Determined to enthrone sanity in the port industry, the Nigerian Shippers Council (NSC) said it is perfecting plans to develop a modern traffic management system in the next 18 months to help in arresting the incessant traffic gridlocks in the Apapa port city.
Hassan Bello, executive secretary of the NSC, who said this in Lagos on Monday when a delegation from the Association of Maritime Truck Owners (AMATO), led by Remi Ogungbemi, its chairman paid a courtesy visit to the Council, disclosed that the traffic management system would consist of standard holding-bay and truck parks that would make use of electronic call-up system for all trucks coming to Apapa and Tin-Can Island Ports.
Bello said that the essence was to ensure that the number of trucks and trailers coming to Apapa on daily basis, have business to do at the ports. He noted that study revealed that about 5,000 trucks come to Apapa every day but only about 1,500 of that number has business to do at the port while the remaining 3,500 hang around to cause commotion in the port city.
“The traffic management system is currently at the process of procurement with the Infrastructure Concession Regulatory Commission (ICRC). This is the beginning of reform that was initiated by the Council. We need to re-humanise the drivers of the economy because trucking and haulage services controls 70 percent of the nation’s economy,” Bello stated.
According to him, the Council wants to reform the trucking business because it is an international business and there is need to uphold safety of the cargo because maritime chain stretches to the delivery of the goods to the importers’ warehouse.

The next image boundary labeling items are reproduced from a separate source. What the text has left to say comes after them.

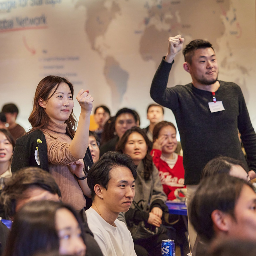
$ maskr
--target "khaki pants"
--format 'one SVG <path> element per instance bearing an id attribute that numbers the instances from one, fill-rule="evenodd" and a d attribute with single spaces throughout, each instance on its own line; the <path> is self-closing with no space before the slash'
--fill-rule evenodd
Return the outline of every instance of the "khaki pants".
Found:
<path id="1" fill-rule="evenodd" d="M 186 206 L 187 207 L 187 212 L 188 213 L 188 231 L 189 235 L 189 240 L 191 249 L 193 249 L 194 246 L 197 233 L 194 229 L 193 226 L 190 221 L 189 216 L 189 207 L 190 202 L 194 196 L 195 192 L 196 190 L 198 185 L 187 185 L 187 194 L 186 195 Z"/>

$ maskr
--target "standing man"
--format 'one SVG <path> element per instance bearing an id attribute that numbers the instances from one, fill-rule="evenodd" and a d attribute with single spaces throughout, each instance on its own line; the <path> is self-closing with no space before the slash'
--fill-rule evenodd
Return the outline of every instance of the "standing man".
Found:
<path id="1" fill-rule="evenodd" d="M 147 119 L 149 121 L 150 124 L 146 128 L 143 129 L 147 135 L 149 139 L 153 142 L 153 130 L 156 125 L 163 120 L 164 111 L 163 108 L 157 104 L 150 104 L 147 110 Z"/>
<path id="2" fill-rule="evenodd" d="M 103 131 L 104 125 L 110 117 L 110 112 L 108 108 L 104 105 L 98 106 L 94 111 L 94 120 L 98 127 L 95 132 L 101 140 L 101 134 Z"/>
<path id="3" fill-rule="evenodd" d="M 218 80 L 218 64 L 209 42 L 194 40 L 183 50 L 183 67 L 190 74 L 192 82 L 166 88 L 174 57 L 182 49 L 184 40 L 180 35 L 169 38 L 168 53 L 155 75 L 150 95 L 175 116 L 183 149 L 188 205 L 202 171 L 210 160 L 222 155 L 246 164 L 238 128 L 247 153 L 249 175 L 251 179 L 256 177 L 256 135 L 240 87 Z M 196 234 L 193 235 L 192 231 L 189 222 L 194 245 Z"/>
<path id="4" fill-rule="evenodd" d="M 9 124 L 8 130 L 11 135 L 14 141 L 25 133 L 24 128 L 16 122 L 17 117 L 19 113 L 19 109 L 17 106 L 13 103 L 6 104 L 3 107 L 2 112 L 5 114 L 6 122 Z"/>

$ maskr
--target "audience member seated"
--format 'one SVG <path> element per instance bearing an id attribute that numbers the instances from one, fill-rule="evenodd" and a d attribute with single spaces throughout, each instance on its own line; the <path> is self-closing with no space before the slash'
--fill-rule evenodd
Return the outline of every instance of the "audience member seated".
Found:
<path id="1" fill-rule="evenodd" d="M 94 163 L 96 163 L 99 158 L 99 139 L 94 132 L 89 131 L 89 144 L 88 146 L 91 152 Z M 81 170 L 81 171 L 82 171 Z M 92 204 L 92 200 L 90 196 L 85 196 L 86 200 L 86 205 L 84 209 L 88 210 Z"/>
<path id="2" fill-rule="evenodd" d="M 14 148 L 14 142 L 11 134 L 5 129 L 0 129 L 0 193 L 6 181 L 11 177 L 11 164 Z M 0 217 L 6 218 L 1 204 Z"/>
<path id="3" fill-rule="evenodd" d="M 102 145 L 104 144 L 117 135 L 117 133 L 115 130 L 115 117 L 112 117 L 105 124 L 103 131 L 101 134 L 101 144 Z"/>
<path id="4" fill-rule="evenodd" d="M 32 256 L 58 250 L 61 254 L 85 256 L 81 220 L 71 207 L 61 202 L 30 202 L 15 215 L 6 256 Z"/>
<path id="5" fill-rule="evenodd" d="M 117 135 L 100 148 L 100 156 L 106 152 L 114 151 L 118 140 L 127 130 L 137 126 L 138 118 L 134 110 L 125 107 L 117 111 L 116 115 L 115 128 Z"/>
<path id="6" fill-rule="evenodd" d="M 135 236 L 138 235 L 137 233 L 132 232 L 135 251 L 137 255 L 156 256 L 161 255 L 162 240 L 173 239 L 175 234 L 174 232 L 168 234 L 162 225 L 165 215 L 166 219 L 168 219 L 170 215 L 165 204 L 167 197 L 163 190 L 158 171 L 153 164 L 148 150 L 149 143 L 146 134 L 140 128 L 134 127 L 125 132 L 118 141 L 117 150 L 130 156 L 137 167 L 134 202 L 142 208 L 139 210 L 134 203 L 125 214 L 128 228 L 131 230 L 134 223 L 143 221 L 146 228 L 154 231 L 158 227 L 159 231 L 157 235 L 140 239 Z M 178 220 L 177 215 L 171 217 L 173 221 Z"/>
<path id="7" fill-rule="evenodd" d="M 81 111 L 75 133 L 73 85 L 59 76 L 42 79 L 29 118 L 32 129 L 16 141 L 11 166 L 13 172 L 28 166 L 48 171 L 63 201 L 79 211 L 85 206 L 84 194 L 90 194 L 86 178 L 93 163 L 88 143 L 93 98 L 89 94 L 81 89 L 76 97 Z M 81 169 L 84 171 L 80 172 Z M 81 174 L 78 176 L 74 172 Z"/>
<path id="8" fill-rule="evenodd" d="M 201 181 L 191 202 L 189 214 L 207 249 L 218 239 L 255 241 L 255 208 L 256 194 L 252 185 L 222 173 Z M 198 256 L 198 251 L 203 250 L 197 250 L 193 255 Z"/>
<path id="9" fill-rule="evenodd" d="M 186 187 L 183 158 L 175 153 L 177 145 L 176 132 L 173 124 L 166 121 L 157 124 L 153 132 L 154 143 L 151 153 L 168 200 L 176 199 L 176 190 Z"/>
<path id="10" fill-rule="evenodd" d="M 120 212 L 129 209 L 134 197 L 136 177 L 130 158 L 116 152 L 105 154 L 88 174 L 93 204 L 85 213 L 104 256 L 136 255 L 130 231 L 117 219 Z"/>
<path id="11" fill-rule="evenodd" d="M 96 163 L 99 158 L 100 140 L 96 133 L 89 131 L 89 143 L 88 146 L 91 152 L 94 163 Z"/>
<path id="12" fill-rule="evenodd" d="M 162 106 L 158 104 L 150 104 L 147 110 L 147 119 L 149 121 L 149 125 L 142 130 L 145 132 L 149 139 L 153 142 L 153 131 L 156 125 L 163 120 L 164 110 Z"/>
<path id="13" fill-rule="evenodd" d="M 39 168 L 28 167 L 17 172 L 8 181 L 3 189 L 0 201 L 4 206 L 6 216 L 13 220 L 16 211 L 28 202 L 45 200 L 57 201 L 61 198 L 60 191 L 52 175 Z M 83 219 L 85 232 L 86 256 L 102 256 L 88 226 L 84 210 L 82 210 L 80 214 Z"/>
<path id="14" fill-rule="evenodd" d="M 240 239 L 220 239 L 213 245 L 208 256 L 255 256 L 256 242 Z M 205 256 L 206 254 L 197 256 Z"/>
<path id="15" fill-rule="evenodd" d="M 206 164 L 202 174 L 202 178 L 217 173 L 226 173 L 249 181 L 250 178 L 245 170 L 247 168 L 240 160 L 228 157 L 219 157 Z"/>
<path id="16" fill-rule="evenodd" d="M 19 114 L 19 109 L 15 104 L 9 103 L 4 105 L 2 108 L 2 112 L 5 114 L 6 122 L 9 125 L 7 129 L 15 142 L 16 139 L 22 136 L 25 132 L 24 128 L 16 122 Z"/>
<path id="17" fill-rule="evenodd" d="M 95 131 L 100 140 L 103 131 L 104 125 L 110 117 L 110 111 L 108 108 L 104 105 L 98 106 L 94 111 L 94 120 L 98 127 Z"/>
<path id="18" fill-rule="evenodd" d="M 0 112 L 0 129 L 7 129 L 5 125 L 6 124 L 6 117 L 4 113 Z"/>

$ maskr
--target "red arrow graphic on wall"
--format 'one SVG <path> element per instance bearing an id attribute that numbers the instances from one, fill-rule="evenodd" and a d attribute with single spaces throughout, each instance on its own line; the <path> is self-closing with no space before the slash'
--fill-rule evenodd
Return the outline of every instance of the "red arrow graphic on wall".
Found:
<path id="1" fill-rule="evenodd" d="M 24 43 L 24 45 L 25 46 L 25 47 L 26 47 L 28 51 L 31 53 L 33 55 L 35 54 L 36 53 L 35 50 L 34 48 L 30 48 L 30 47 L 29 47 L 29 46 L 27 43 L 27 41 L 26 40 L 26 38 L 24 36 L 23 36 L 22 37 L 22 39 L 23 39 L 23 42 Z"/>

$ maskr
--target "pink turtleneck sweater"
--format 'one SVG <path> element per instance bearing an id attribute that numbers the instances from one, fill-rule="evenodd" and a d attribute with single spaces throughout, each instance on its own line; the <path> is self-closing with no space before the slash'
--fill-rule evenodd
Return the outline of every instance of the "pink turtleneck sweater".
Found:
<path id="1" fill-rule="evenodd" d="M 67 165 L 78 160 L 70 152 L 72 140 L 66 134 L 66 124 L 51 122 L 43 130 L 47 145 L 49 171 L 60 188 L 62 201 L 76 210 L 85 206 L 83 191 Z M 52 138 L 49 135 L 53 137 Z"/>

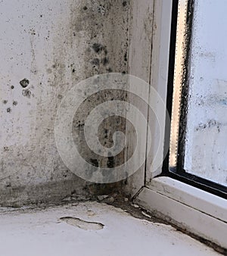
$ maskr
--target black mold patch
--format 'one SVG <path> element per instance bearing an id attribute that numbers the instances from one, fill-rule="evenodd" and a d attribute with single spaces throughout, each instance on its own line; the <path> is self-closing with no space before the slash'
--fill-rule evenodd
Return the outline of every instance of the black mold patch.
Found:
<path id="1" fill-rule="evenodd" d="M 96 65 L 96 66 L 99 66 L 99 64 L 100 64 L 100 61 L 98 58 L 94 58 L 92 61 L 92 64 L 93 65 Z"/>
<path id="2" fill-rule="evenodd" d="M 108 168 L 114 168 L 114 157 L 108 157 L 107 161 L 107 167 Z"/>
<path id="3" fill-rule="evenodd" d="M 127 2 L 126 1 L 124 1 L 123 3 L 122 3 L 122 5 L 123 7 L 126 6 L 127 5 Z"/>
<path id="4" fill-rule="evenodd" d="M 20 84 L 23 88 L 26 88 L 30 84 L 30 81 L 24 78 L 23 80 L 20 81 Z"/>
<path id="5" fill-rule="evenodd" d="M 32 92 L 30 90 L 26 89 L 22 91 L 22 95 L 24 97 L 31 98 Z"/>
<path id="6" fill-rule="evenodd" d="M 95 42 L 92 46 L 92 49 L 96 52 L 96 53 L 100 53 L 101 52 L 102 52 L 103 50 L 106 51 L 106 48 L 105 46 L 99 44 L 99 43 L 97 43 L 97 42 Z M 107 54 L 107 53 L 105 53 Z"/>
<path id="7" fill-rule="evenodd" d="M 110 73 L 110 72 L 113 72 L 113 70 L 111 67 L 109 67 L 109 68 L 107 68 L 107 71 Z"/>
<path id="8" fill-rule="evenodd" d="M 95 167 L 98 167 L 98 161 L 97 159 L 90 159 L 90 162 L 92 165 L 95 166 Z"/>
<path id="9" fill-rule="evenodd" d="M 109 60 L 107 58 L 104 58 L 102 60 L 101 60 L 101 63 L 104 66 L 107 65 L 108 63 L 109 63 Z"/>

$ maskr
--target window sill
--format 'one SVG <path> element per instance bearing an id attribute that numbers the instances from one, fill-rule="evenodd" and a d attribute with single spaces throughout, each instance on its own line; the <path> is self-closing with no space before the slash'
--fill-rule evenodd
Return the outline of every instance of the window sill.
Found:
<path id="1" fill-rule="evenodd" d="M 227 201 L 169 177 L 157 177 L 135 198 L 157 216 L 227 248 Z"/>

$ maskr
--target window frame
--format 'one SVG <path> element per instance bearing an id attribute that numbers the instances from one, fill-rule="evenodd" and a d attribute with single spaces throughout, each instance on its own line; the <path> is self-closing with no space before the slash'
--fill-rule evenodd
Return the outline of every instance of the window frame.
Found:
<path id="1" fill-rule="evenodd" d="M 178 6 L 177 0 L 154 0 L 151 84 L 156 86 L 161 97 L 167 98 L 169 111 L 172 100 L 166 96 L 173 95 L 171 83 L 173 86 L 175 59 L 173 27 L 176 20 L 176 5 Z M 166 64 L 169 63 L 169 68 Z M 154 131 L 156 125 L 154 123 Z M 169 145 L 170 134 L 167 128 L 164 131 L 165 141 L 162 142 L 163 148 Z M 153 146 L 155 147 L 155 141 Z M 169 172 L 168 158 L 167 155 L 159 170 L 153 170 L 152 164 L 147 163 L 145 184 L 134 197 L 135 201 L 180 229 L 202 241 L 209 241 L 210 245 L 214 248 L 219 246 L 220 251 L 227 253 L 225 249 L 227 248 L 227 200 L 198 186 L 196 180 Z"/>

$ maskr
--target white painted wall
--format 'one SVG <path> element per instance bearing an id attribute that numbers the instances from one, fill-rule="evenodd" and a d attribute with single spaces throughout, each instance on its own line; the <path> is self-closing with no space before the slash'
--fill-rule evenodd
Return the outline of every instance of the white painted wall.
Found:
<path id="1" fill-rule="evenodd" d="M 196 0 L 185 170 L 227 185 L 227 2 Z"/>

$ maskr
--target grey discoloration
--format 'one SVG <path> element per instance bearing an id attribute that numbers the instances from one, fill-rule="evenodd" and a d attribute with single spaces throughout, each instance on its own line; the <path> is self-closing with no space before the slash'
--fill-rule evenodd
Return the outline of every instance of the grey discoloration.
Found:
<path id="1" fill-rule="evenodd" d="M 31 98 L 32 92 L 30 89 L 26 89 L 22 91 L 22 95 L 23 96 L 27 97 L 30 98 Z"/>
<path id="2" fill-rule="evenodd" d="M 98 73 L 128 73 L 125 54 L 129 52 L 129 1 L 125 5 L 119 0 L 114 5 L 111 0 L 51 0 L 39 5 L 25 1 L 23 11 L 30 23 L 17 16 L 17 23 L 11 26 L 11 18 L 14 20 L 15 14 L 10 8 L 2 7 L 2 11 L 10 23 L 5 20 L 3 25 L 14 30 L 11 31 L 12 39 L 9 42 L 13 43 L 13 50 L 5 48 L 7 52 L 2 57 L 10 60 L 14 56 L 14 60 L 9 61 L 8 65 L 0 64 L 5 75 L 2 83 L 15 87 L 10 91 L 10 86 L 5 86 L 2 104 L 12 106 L 17 115 L 7 113 L 8 105 L 2 108 L 3 121 L 10 123 L 2 128 L 5 139 L 1 141 L 8 148 L 2 148 L 1 151 L 1 205 L 58 202 L 67 196 L 80 200 L 90 198 L 94 194 L 120 191 L 124 182 L 91 184 L 68 170 L 58 152 L 54 130 L 58 108 L 66 92 L 74 85 Z M 15 56 L 15 52 L 20 54 Z M 5 67 L 11 66 L 12 70 Z M 18 80 L 14 73 L 23 76 Z M 20 88 L 22 92 L 18 91 L 14 98 L 13 93 Z M 119 165 L 125 159 L 124 152 L 114 161 L 96 157 L 90 154 L 81 134 L 91 108 L 107 98 L 123 99 L 126 95 L 118 93 L 96 96 L 87 101 L 80 112 L 75 113 L 73 133 L 79 134 L 79 137 L 74 139 L 77 139 L 82 155 L 91 164 Z M 99 138 L 104 145 L 112 145 L 114 131 L 124 132 L 125 120 L 118 121 L 110 118 L 101 126 Z M 89 170 L 85 171 L 89 173 Z M 9 183 L 11 187 L 6 190 Z"/>
<path id="3" fill-rule="evenodd" d="M 86 221 L 74 217 L 62 217 L 59 220 L 85 230 L 99 230 L 104 226 L 104 224 L 98 222 Z"/>
<path id="4" fill-rule="evenodd" d="M 29 86 L 30 81 L 26 78 L 24 78 L 23 80 L 20 81 L 20 84 L 23 88 L 26 88 Z"/>

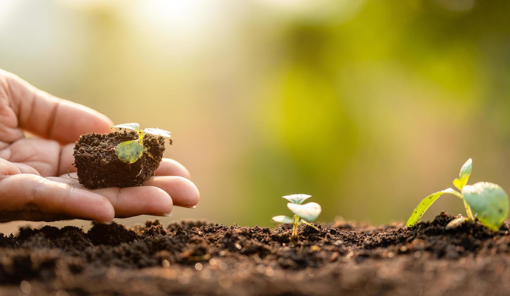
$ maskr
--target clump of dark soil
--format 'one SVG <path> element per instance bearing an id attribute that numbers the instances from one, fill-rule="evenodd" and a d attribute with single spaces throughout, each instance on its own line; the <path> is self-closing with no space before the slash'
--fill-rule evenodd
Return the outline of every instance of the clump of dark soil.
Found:
<path id="1" fill-rule="evenodd" d="M 147 134 L 143 139 L 143 154 L 134 163 L 123 162 L 117 157 L 115 146 L 136 140 L 135 132 L 82 135 L 74 146 L 74 166 L 80 184 L 90 189 L 126 187 L 142 185 L 154 176 L 165 151 L 164 140 Z M 169 140 L 171 144 L 172 140 Z"/>
<path id="2" fill-rule="evenodd" d="M 506 295 L 508 221 L 299 230 L 158 220 L 0 235 L 0 295 Z M 21 281 L 26 281 L 20 286 Z"/>

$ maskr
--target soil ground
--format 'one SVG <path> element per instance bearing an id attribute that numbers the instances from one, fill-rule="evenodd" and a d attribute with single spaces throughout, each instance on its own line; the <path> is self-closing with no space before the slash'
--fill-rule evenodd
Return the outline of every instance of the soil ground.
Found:
<path id="1" fill-rule="evenodd" d="M 507 295 L 510 236 L 442 213 L 411 228 L 158 220 L 0 236 L 0 295 Z"/>
<path id="2" fill-rule="evenodd" d="M 125 131 L 80 136 L 73 154 L 80 184 L 90 189 L 141 185 L 159 165 L 165 152 L 165 139 L 147 134 L 143 141 L 146 151 L 140 159 L 134 163 L 121 161 L 115 146 L 138 138 L 135 132 Z M 168 141 L 172 144 L 171 140 Z"/>

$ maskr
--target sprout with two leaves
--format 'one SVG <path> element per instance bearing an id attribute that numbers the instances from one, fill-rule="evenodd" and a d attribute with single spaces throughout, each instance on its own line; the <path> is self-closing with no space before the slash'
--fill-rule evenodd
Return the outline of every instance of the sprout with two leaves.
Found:
<path id="1" fill-rule="evenodd" d="M 119 144 L 115 147 L 117 157 L 123 162 L 134 163 L 140 159 L 144 151 L 143 147 L 143 137 L 147 134 L 157 137 L 170 138 L 170 132 L 154 128 L 147 128 L 144 130 L 140 129 L 140 125 L 136 123 L 122 124 L 112 127 L 110 129 L 117 128 L 134 131 L 138 135 L 138 139 L 126 141 Z M 150 156 L 150 153 L 146 152 Z M 154 157 L 152 157 L 154 158 Z"/>
<path id="2" fill-rule="evenodd" d="M 276 224 L 292 224 L 292 238 L 298 238 L 297 228 L 301 224 L 306 224 L 310 227 L 318 231 L 319 229 L 309 222 L 313 222 L 320 214 L 322 209 L 317 203 L 308 203 L 302 205 L 303 202 L 312 197 L 307 194 L 292 194 L 282 196 L 290 202 L 287 204 L 287 207 L 294 213 L 292 218 L 288 216 L 281 215 L 273 217 L 272 222 Z"/>
<path id="3" fill-rule="evenodd" d="M 446 226 L 453 228 L 467 219 L 477 218 L 485 227 L 497 231 L 508 214 L 508 198 L 503 188 L 487 182 L 480 182 L 472 185 L 466 185 L 471 174 L 472 161 L 470 158 L 461 168 L 458 178 L 453 180 L 453 185 L 460 192 L 451 188 L 437 192 L 428 195 L 418 204 L 405 224 L 412 226 L 418 222 L 434 202 L 444 193 L 453 194 L 461 199 L 464 204 L 468 217 L 459 215 Z"/>

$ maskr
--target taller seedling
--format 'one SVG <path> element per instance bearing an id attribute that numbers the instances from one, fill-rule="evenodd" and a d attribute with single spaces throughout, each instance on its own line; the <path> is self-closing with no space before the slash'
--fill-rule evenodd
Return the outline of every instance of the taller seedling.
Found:
<path id="1" fill-rule="evenodd" d="M 453 185 L 460 192 L 451 188 L 432 193 L 423 200 L 413 211 L 405 224 L 412 226 L 418 222 L 427 209 L 444 193 L 450 193 L 461 199 L 464 204 L 468 218 L 477 218 L 480 222 L 493 231 L 497 231 L 508 214 L 508 198 L 503 188 L 497 184 L 480 182 L 467 185 L 471 174 L 472 161 L 470 158 L 461 168 L 458 178 L 453 180 Z M 466 218 L 460 216 L 449 224 L 449 226 L 458 225 Z"/>

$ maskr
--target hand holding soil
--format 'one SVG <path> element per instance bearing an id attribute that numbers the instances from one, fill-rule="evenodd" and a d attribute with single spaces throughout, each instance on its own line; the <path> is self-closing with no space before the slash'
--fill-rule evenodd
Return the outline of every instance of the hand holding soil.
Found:
<path id="1" fill-rule="evenodd" d="M 110 133 L 113 126 L 97 111 L 0 70 L 0 221 L 110 223 L 114 217 L 168 215 L 173 205 L 196 205 L 198 191 L 187 169 L 167 158 L 146 186 L 91 190 L 79 184 L 71 166 L 75 141 L 87 133 Z"/>

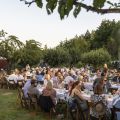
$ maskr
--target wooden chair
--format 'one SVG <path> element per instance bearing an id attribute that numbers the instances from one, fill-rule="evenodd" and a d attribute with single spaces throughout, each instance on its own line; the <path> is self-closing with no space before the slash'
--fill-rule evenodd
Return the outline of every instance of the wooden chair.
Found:
<path id="1" fill-rule="evenodd" d="M 35 94 L 28 94 L 28 98 L 30 100 L 30 108 L 34 108 L 36 111 L 38 110 L 38 99 L 37 99 L 37 95 Z"/>
<path id="2" fill-rule="evenodd" d="M 24 86 L 24 84 L 25 84 L 24 80 L 18 80 L 17 81 L 17 87 L 19 87 L 19 88 L 22 88 Z"/>
<path id="3" fill-rule="evenodd" d="M 16 89 L 17 88 L 17 84 L 15 83 L 14 80 L 9 80 L 8 81 L 8 89 Z"/>
<path id="4" fill-rule="evenodd" d="M 1 88 L 8 88 L 8 81 L 6 77 L 1 78 Z"/>
<path id="5" fill-rule="evenodd" d="M 45 113 L 49 113 L 49 119 L 52 120 L 52 115 L 55 113 L 55 105 L 50 96 L 40 95 L 38 105 Z"/>
<path id="6" fill-rule="evenodd" d="M 21 88 L 18 88 L 18 100 L 20 101 L 21 107 L 29 109 L 30 100 L 25 97 L 24 91 Z"/>

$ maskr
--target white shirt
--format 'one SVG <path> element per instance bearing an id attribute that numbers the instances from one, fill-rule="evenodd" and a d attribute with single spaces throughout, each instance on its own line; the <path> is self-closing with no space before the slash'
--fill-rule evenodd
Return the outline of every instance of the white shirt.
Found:
<path id="1" fill-rule="evenodd" d="M 70 81 L 74 81 L 74 79 L 71 76 L 67 76 L 67 77 L 65 77 L 64 81 L 65 81 L 65 84 L 69 84 Z"/>
<path id="2" fill-rule="evenodd" d="M 17 77 L 17 75 L 15 75 L 15 74 L 11 74 L 11 75 L 9 75 L 9 77 L 7 78 L 8 81 L 9 81 L 9 80 L 14 80 L 15 83 L 17 83 L 17 79 L 18 79 L 18 77 Z"/>

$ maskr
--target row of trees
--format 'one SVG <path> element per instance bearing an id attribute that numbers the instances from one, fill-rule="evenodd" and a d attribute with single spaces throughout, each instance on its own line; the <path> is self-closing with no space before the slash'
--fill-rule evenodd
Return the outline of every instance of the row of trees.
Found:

Bello, who noted that the biggest challenge facing the haulage business is lack of infrastructure especially bad road, lack of adequate security and degradation of driver, said that the Council is also perfecting plans to build private sector driven truck transit park (TTT) across different geo-political zones in the country.
Earlier, Ogungbemi solicited for the support of the Council to enable it secure a transit park worth billions of naira in Orile Igamu area of Lagos State. He said that the facility is located 2-3 kilometers away from the two major seaports in Apapa and has the capacity to accommodate 1,500 trucks.
“The facility is an already made, which was formally used as bonded terminal but we do not have the resources to secure the facility. We have taken the owner of the facility to the Lagos State Government and the Nigerian Ports Authority (NPA) to help us secure the facility even if is to give us as loan that would be recouped through charges on trucks that make use of the facility,” he pleaded.
Ogungbemi, who noted that 50 percent of the traffic problem in Apapa would be solved if the truck terminal or holding-bays are secured for truckers, said that truckers pass through difficulties to do business in and out of the port.